Some potential problems with label encoding
Imagine we’re analyzing a dataset with categories of music genres. We label encode “Blues,” “Electronic Dance Music (EDM),” “Hip Hop,” “Jazz,” “K-Pop,” “Metal,” “ and “Rock,” with the following numeric values, “1, 2, 3, 4, 5, 6, and 7.”
- With this label encoding, the resulting machine learning model could derive not only a ranking, but also a closer connection between Blues (1) and EDM (2) because of how close they are numerically than, say, Blues(1) and Jazz(4).
- In addition to these presumed relationships (which we may or may not want in your analysis) we should also notice that each code is equidistant from the other in the numeric sequence, as in 1 to 2 is the same distance as 5 to 6, etc.
- The question is, does that equidistant relationship accurately represent the relationships between the music genres in our dataset?
- To ask another question, after encoding, will the visualization or model we build treat the encoded labels as a ranking?

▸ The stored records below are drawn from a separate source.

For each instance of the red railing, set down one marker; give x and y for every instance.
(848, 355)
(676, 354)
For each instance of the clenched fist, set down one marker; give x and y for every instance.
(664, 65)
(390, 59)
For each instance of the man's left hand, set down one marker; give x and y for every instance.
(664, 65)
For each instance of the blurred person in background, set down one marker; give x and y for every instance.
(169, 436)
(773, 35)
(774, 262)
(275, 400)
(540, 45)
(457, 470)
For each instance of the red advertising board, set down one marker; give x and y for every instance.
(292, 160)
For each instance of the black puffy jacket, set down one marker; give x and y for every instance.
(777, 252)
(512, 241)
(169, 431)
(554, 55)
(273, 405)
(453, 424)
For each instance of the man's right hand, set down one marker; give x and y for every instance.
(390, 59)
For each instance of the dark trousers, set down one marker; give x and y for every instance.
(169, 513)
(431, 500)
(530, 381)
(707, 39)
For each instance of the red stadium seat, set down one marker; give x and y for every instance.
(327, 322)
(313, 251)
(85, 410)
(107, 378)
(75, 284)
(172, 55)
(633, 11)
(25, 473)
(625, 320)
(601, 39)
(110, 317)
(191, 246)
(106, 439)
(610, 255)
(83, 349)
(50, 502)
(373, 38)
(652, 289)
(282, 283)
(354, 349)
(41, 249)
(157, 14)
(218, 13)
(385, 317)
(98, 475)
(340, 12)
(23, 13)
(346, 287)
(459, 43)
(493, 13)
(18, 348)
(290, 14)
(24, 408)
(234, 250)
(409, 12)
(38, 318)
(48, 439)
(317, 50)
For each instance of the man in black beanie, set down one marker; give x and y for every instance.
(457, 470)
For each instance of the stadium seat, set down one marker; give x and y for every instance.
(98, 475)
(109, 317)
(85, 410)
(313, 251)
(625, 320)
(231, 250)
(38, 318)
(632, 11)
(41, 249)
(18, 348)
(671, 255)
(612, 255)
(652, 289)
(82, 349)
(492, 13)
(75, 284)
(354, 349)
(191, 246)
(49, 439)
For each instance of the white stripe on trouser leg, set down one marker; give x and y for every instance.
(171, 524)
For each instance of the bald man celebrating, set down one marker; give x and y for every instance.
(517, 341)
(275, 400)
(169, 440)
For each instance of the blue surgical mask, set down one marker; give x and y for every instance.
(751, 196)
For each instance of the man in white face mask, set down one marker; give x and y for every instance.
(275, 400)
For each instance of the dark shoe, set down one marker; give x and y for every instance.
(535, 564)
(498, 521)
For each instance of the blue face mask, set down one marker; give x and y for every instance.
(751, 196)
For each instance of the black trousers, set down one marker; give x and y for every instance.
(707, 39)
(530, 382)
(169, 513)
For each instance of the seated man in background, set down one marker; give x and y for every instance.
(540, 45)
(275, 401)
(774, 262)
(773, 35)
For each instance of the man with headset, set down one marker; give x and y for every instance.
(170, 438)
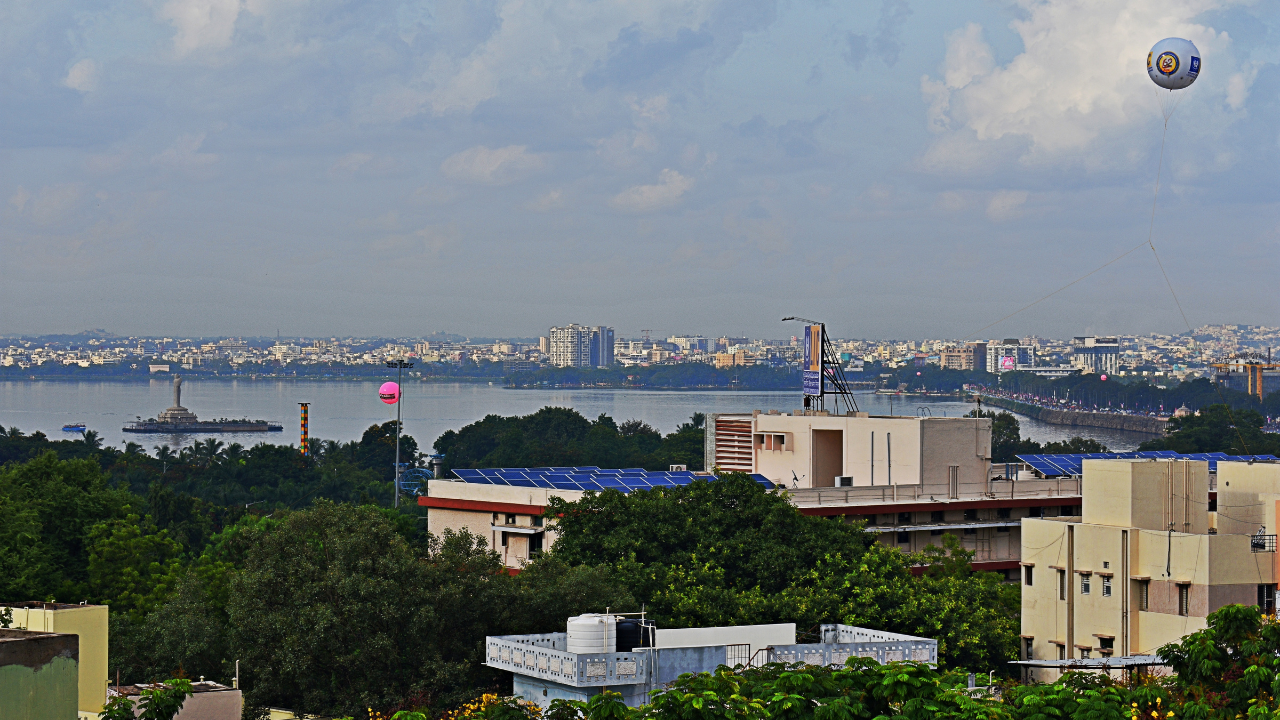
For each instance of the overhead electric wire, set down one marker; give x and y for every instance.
(1151, 233)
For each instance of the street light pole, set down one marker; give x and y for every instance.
(400, 364)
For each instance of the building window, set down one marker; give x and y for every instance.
(1267, 600)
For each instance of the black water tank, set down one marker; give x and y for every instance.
(630, 636)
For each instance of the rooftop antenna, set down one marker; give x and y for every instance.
(821, 367)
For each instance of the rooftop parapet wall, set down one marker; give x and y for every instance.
(540, 659)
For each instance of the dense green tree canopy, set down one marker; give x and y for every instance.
(1217, 428)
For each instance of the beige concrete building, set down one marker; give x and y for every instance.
(510, 518)
(910, 479)
(1148, 559)
(87, 621)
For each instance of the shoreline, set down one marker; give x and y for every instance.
(1082, 419)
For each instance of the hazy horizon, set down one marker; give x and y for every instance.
(896, 169)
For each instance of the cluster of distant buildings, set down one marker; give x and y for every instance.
(599, 346)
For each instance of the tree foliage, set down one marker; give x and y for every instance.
(1008, 441)
(1217, 428)
(728, 552)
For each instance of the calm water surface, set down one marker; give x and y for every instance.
(342, 410)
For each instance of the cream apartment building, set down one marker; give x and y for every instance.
(1147, 560)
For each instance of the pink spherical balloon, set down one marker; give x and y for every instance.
(389, 393)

In summary, label encoding may introduce unintended relationships between the categorical data in our dataset. There is another method for categorical encoding that may help with these potential problems.
One-hot Encoding
As I mentioned at the beginning, we can also create dummy variables. This creation of dummies is called one-hot encoding. A table with one-hot encoding could be like this:
N/A | Mild | Scattered | Heavy | Severe |
0 | 1 | 0 | 0 | 0 |
1 | 1 | 0 | 0 | 0 |
2 | 0 | 1 | 0 | 0 |
3 | 0 | 0 | 1 | 0 |
4 | 0 | 0 | 0 | 1 |
5 | 0 | 0 | 0 | 1 |
6 | 0 | 0 | 0 | 1 |
7 | 0 | 0 | 0 | 1 |
Label encoding or one-hot encoding: Which one to choose?
There is no simple answer to whether we should use label encoding or one-hot encoding. The decision needs to be made on a case-by-case, or dataset-by-dataset basis. But here are some guidelines:
We can use label encoding when:
- There are a large number of different categorical variables, because label encoding uses far less data than one-hot encoding.
- The categorical values have a particular order to them (for example, age groups can be grouped as youngest to oldest or oldest to youngest).
- We plan to use a decision tree or random forest machine learning model.
We can use one-hot encoding when:
- There is a relatively small amount of categorical variables, because one-hot encoding uses much more data than label encoding.
- The categorical variables have no particular order.
- We use a machine learning model in combination with dimensionality reduction, like Principal Component Analysis (PCA).